Alla luce, quindi, di quanto detto, sembra indiscutibile il diritto alla gratuità del trasporto a scuola degli alunni con disabilità, che talora viene messo in dubbio da singoli Enti Locali, proprio appellandosi ai vincoli di bilancio.
E finalmente la Consulta supera le ultime difese della Regione circa l’insuperabilità dei propri vincoli di bilancio, nel modo che segue: «16.- Infine, non è condivisibile l’argomento secondo cui le scelte adottate in sede di bilancio non avverrebbero in modo generico, bensì con apposita istruttoria ricavata dall’acquisizione dei piani preventivi di intervento predisposti dalle Province sulla base delle necessità riscontrate nell’anno scolastico in corso e di quelle dichiarate dal genitore dello studente che si iscrive per la prima volta al grado di istruzione secondaria superiore.
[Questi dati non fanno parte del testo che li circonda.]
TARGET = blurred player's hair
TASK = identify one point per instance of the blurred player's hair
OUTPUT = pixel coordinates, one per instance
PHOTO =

È proprio la disattenzione alle risultanze del piano il vizio genetico della norma contestata, che consente di prescinderne al di là di ogni ragionevole argomento: condizionare il finanziamento del 50% delle spese già quantificate dalle Province (in conformità alla pianificazione disciplinata dallo stesso legislatore regionale) a generiche ed indefinite previsioni di bilancio realizza una situazione di aleatorietà ed incertezza, dipendente da scelte finanziarie che la Regione può svolgere con semplici operazioni numeriche, senza alcun onere di motivazione in ordine alla scala di valori che con le risorse del bilancio stesso si intende sorreggere».
In conclusione, se quando nel 1987 fu pubblicata la Sentenza n. 215 della Corte Costituzionale sul diritto insopprimibile allo studio degli alunni con disabilità, ebbi a scrivere che essa doveva considerarsi «la Magna Charta dell’integrazione scolastica», a maggior ragione oggi possiamo dire che questa nuova Sentenza è il sigillo posto su tale Magna Charta.